The older Paulist Order and its Paulist Press echo the liberation message in such leading titles as: Lea Anne
Hunter’s and Magdalen Sienkiewicz’s Learning Clubs for the Poor, Gregory Pierce’s Activism That Makes Sense: Congregations and Community Organizations, and John Coleman’s An American Strategic Theology.
Most students of Liberation Theology are familiar with the Jesuits, primarily because Gustavo Gutierrez, father of modern Catholic liberationism, comes from that order.
The works of other Jesuit advocates widely read in the United States include Juan Luis Segundo’s five-volume A Theology for Artisans of a New Humanity and Arthur F. McGovern’s Marxism: an American Perspective.
McGovern, a Jesuit professor at the University of Detroit, contends that much diversity exists among liberation advocates in regard to their commitment to Marxism. He does not, however, deny that they derive their insights from overtly Marxist critiques of society.
Catholic Liberation Theology has posed such a significant threat to U.S. policy at home and abroad that the Reagan White House launched a campaign in 1984 to educate U.S. Catholic bishops against Marxist ideology. That campaign helped conservative critics of the U.S. Catholic Conference disseminate their message to the hierarchy.
Jewish Liberationism
The roots of Liberation Theology among Jews go back to the period of the French Revolution. In his book, To Eliminate the Opiate, Rabbi Marvin Antelman has traced a number of movements that became active in European Jewish communities toward the end of the 18th century.
These included Jacob Frank and the Frankists and Moses
Mendelssohn of the Haskala, the German assimilationist movement, from whom Abraham Geiger and much of the modern movement of Reform Judaism derived their heretical ideas.
This background explains why Liberation Theology is popular among Reform and Conservative Jewish clergy and congregations rather than Orthodox groups and accounts for the conflict between legitimate and phony factions of Zionism in Israel.
In the United States, liberationist rumblings among Jews are represented by the neo-orthodoxy of Arthur Waskow who points to Old Testament texts as precedents for leftist causes.
Another liberation force is the New Jewish Agenda, formed to be a diverse left-wing pressure group and a strong partisan of the PLO. There is also strong liberationist influence among Jews active in the feminist movement.
Clear and Present Danger
These religious liberationists seek to undercut respect for American values and institutions. They ignore that America already possesses the best the best working theology of freedom and equality in the world.

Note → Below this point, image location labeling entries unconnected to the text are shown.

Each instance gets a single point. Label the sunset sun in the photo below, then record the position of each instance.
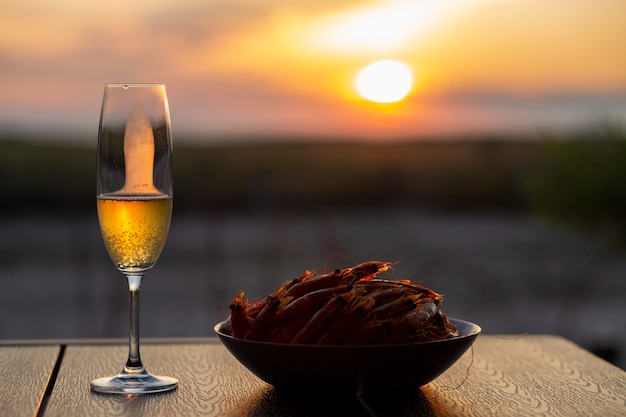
(384, 81)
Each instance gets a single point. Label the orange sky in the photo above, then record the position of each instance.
(263, 68)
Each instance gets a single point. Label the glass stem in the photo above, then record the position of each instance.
(133, 364)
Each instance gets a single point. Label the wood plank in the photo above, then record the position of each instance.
(526, 375)
(529, 375)
(24, 373)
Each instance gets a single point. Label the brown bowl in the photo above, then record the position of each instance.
(354, 368)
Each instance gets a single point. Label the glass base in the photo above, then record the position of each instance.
(143, 383)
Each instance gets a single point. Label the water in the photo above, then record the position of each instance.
(509, 274)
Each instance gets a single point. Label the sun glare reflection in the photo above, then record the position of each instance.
(385, 81)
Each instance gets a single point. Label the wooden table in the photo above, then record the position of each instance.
(502, 376)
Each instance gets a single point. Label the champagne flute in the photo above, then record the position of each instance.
(134, 201)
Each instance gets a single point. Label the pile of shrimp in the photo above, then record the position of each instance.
(345, 307)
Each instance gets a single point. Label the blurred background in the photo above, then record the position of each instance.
(494, 170)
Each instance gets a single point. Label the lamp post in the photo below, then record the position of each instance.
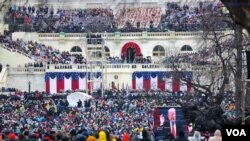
(29, 86)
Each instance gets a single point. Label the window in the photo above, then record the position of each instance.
(186, 48)
(107, 51)
(76, 49)
(158, 51)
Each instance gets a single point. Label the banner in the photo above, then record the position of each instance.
(56, 82)
(168, 122)
(165, 81)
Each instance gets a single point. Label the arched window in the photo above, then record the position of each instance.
(107, 51)
(158, 51)
(186, 48)
(76, 49)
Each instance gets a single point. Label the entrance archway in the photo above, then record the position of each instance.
(130, 51)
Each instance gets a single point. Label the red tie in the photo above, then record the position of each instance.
(173, 130)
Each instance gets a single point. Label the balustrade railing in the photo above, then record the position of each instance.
(131, 34)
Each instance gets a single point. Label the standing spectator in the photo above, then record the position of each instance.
(217, 136)
(197, 136)
(181, 136)
(1, 66)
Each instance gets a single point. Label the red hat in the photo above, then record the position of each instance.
(11, 136)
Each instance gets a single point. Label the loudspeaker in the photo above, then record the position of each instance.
(248, 64)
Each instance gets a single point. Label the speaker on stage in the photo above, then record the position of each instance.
(248, 63)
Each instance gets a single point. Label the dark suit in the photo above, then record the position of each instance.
(164, 132)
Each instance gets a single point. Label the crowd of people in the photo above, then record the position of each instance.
(139, 17)
(41, 53)
(175, 18)
(45, 19)
(37, 115)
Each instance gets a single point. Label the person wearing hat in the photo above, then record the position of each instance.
(12, 137)
(102, 136)
(91, 138)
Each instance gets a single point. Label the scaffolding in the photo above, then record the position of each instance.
(96, 62)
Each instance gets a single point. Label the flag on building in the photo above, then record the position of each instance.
(170, 81)
(57, 82)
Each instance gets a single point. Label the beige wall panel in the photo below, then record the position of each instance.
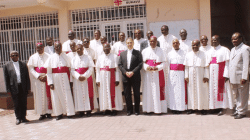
(89, 4)
(169, 10)
(26, 10)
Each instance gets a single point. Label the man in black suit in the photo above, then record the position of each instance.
(130, 64)
(18, 84)
(146, 43)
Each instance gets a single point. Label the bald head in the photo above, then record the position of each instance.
(106, 48)
(149, 34)
(196, 45)
(176, 44)
(215, 41)
(204, 40)
(237, 39)
(103, 40)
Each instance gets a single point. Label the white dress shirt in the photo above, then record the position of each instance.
(129, 55)
(17, 69)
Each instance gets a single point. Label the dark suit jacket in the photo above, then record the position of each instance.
(135, 65)
(11, 78)
(144, 45)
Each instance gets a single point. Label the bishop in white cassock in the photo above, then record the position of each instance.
(204, 46)
(185, 44)
(66, 44)
(82, 67)
(41, 90)
(49, 48)
(196, 75)
(58, 75)
(166, 39)
(87, 50)
(96, 44)
(138, 40)
(154, 86)
(220, 94)
(107, 78)
(177, 91)
(120, 46)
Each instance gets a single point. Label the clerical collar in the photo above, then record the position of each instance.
(239, 45)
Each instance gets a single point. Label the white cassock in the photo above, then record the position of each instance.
(137, 43)
(154, 85)
(66, 46)
(205, 48)
(196, 68)
(176, 93)
(90, 52)
(84, 91)
(42, 98)
(95, 45)
(110, 96)
(186, 45)
(119, 47)
(58, 74)
(49, 49)
(220, 94)
(166, 42)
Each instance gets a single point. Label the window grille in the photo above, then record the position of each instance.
(85, 21)
(22, 32)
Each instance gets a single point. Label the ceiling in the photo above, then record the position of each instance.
(7, 4)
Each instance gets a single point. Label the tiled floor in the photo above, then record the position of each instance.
(144, 127)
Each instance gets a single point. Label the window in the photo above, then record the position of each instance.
(21, 33)
(109, 20)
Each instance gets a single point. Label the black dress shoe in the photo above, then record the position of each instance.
(88, 113)
(239, 116)
(129, 113)
(190, 111)
(49, 116)
(42, 117)
(25, 120)
(235, 114)
(114, 113)
(220, 113)
(204, 112)
(59, 117)
(81, 114)
(69, 117)
(18, 121)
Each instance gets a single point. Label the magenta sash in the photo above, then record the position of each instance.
(112, 83)
(180, 67)
(61, 70)
(120, 51)
(90, 86)
(161, 78)
(221, 79)
(44, 70)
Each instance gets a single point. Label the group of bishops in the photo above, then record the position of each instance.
(82, 76)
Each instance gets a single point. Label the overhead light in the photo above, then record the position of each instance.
(41, 1)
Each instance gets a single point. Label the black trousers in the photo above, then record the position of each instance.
(128, 96)
(20, 103)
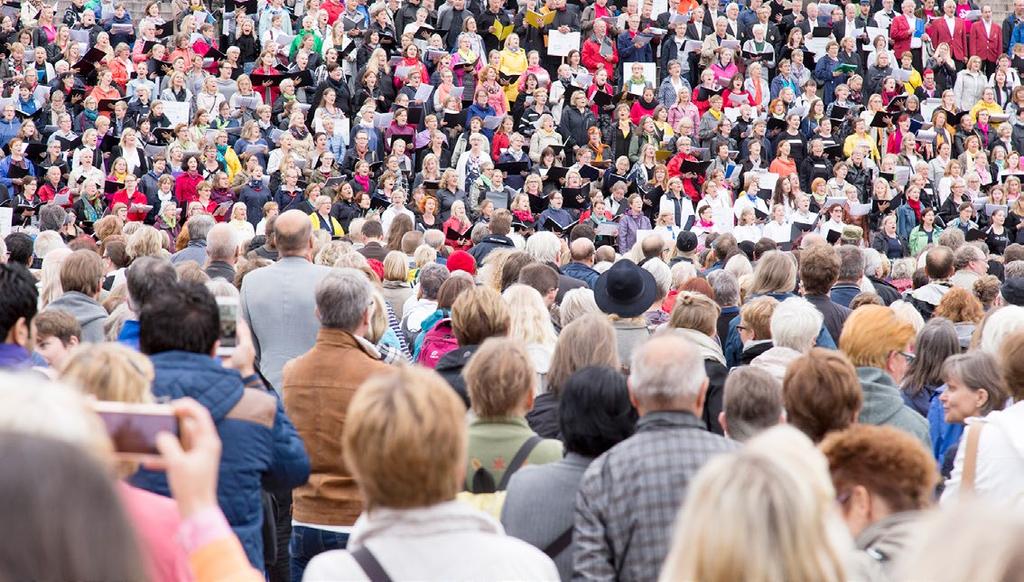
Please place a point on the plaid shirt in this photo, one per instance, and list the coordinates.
(630, 496)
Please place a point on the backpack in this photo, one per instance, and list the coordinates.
(438, 341)
(487, 497)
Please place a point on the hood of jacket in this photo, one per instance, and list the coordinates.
(180, 374)
(457, 359)
(884, 540)
(1010, 421)
(882, 399)
(931, 293)
(446, 517)
(85, 308)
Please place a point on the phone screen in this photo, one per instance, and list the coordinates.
(228, 310)
(133, 427)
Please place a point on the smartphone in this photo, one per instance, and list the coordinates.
(228, 309)
(133, 427)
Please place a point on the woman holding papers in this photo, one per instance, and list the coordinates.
(925, 234)
(134, 199)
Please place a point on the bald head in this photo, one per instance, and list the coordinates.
(222, 243)
(582, 250)
(668, 373)
(293, 234)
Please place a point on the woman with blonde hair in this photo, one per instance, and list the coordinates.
(589, 340)
(396, 288)
(531, 325)
(694, 317)
(49, 284)
(729, 528)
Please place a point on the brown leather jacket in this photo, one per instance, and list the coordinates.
(317, 387)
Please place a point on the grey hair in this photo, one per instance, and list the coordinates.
(965, 255)
(667, 369)
(1014, 269)
(544, 247)
(872, 261)
(663, 276)
(851, 265)
(796, 324)
(430, 279)
(221, 242)
(51, 217)
(577, 302)
(199, 226)
(726, 287)
(752, 401)
(343, 297)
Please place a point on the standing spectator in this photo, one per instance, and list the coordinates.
(416, 529)
(316, 399)
(279, 301)
(594, 415)
(179, 330)
(626, 508)
(82, 279)
(881, 345)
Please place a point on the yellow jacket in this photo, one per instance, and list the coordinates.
(336, 230)
(512, 64)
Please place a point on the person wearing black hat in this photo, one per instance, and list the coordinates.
(626, 292)
(686, 246)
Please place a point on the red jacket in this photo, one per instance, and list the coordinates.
(592, 57)
(137, 198)
(184, 189)
(938, 31)
(900, 33)
(987, 47)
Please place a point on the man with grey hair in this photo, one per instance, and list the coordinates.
(435, 240)
(222, 251)
(795, 326)
(971, 265)
(547, 248)
(752, 403)
(629, 497)
(726, 288)
(424, 302)
(199, 226)
(851, 271)
(315, 399)
(278, 300)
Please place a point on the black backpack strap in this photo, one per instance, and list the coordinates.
(518, 460)
(368, 562)
(559, 544)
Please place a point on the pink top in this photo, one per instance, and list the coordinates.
(156, 522)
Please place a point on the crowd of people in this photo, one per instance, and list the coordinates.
(525, 291)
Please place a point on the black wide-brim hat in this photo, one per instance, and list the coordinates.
(626, 290)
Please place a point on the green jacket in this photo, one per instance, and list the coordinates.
(884, 405)
(919, 239)
(300, 36)
(494, 442)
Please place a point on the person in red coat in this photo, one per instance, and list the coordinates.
(950, 30)
(600, 51)
(131, 196)
(904, 27)
(185, 182)
(985, 40)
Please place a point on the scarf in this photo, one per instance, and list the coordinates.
(915, 205)
(92, 209)
(710, 348)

Russell Barta comments in his article Liberation: U.S.A. Style (America, April 13, 1985) on the endless moralizing of liberation theologians who reduce all human problems to the context of social sin (i.e., class struggle): “This essentially negative and ‘prophetic’ angle of vision may be appropriate to the conditions of Latin America, but when applied to American social reality, it leads to serious distortions.”

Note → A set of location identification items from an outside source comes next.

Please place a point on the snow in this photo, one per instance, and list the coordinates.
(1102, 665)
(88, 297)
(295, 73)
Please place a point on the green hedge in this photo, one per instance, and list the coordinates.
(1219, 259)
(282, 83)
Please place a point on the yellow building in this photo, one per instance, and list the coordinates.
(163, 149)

Barta compares the U.S. liberationists’ view with that of a young man suffering with cancer whose vision of reality is altered by his condition to the point where he was quoted in the paper as saying, I look out at the world and all I see is cancer.
Liberation theologians look at America and see a land of violence and oppression, gross poverty and neglect, a land whose basic structures and beliefs are morally questionable.
Perhaps it is time they recognized that the cancer is within themselves.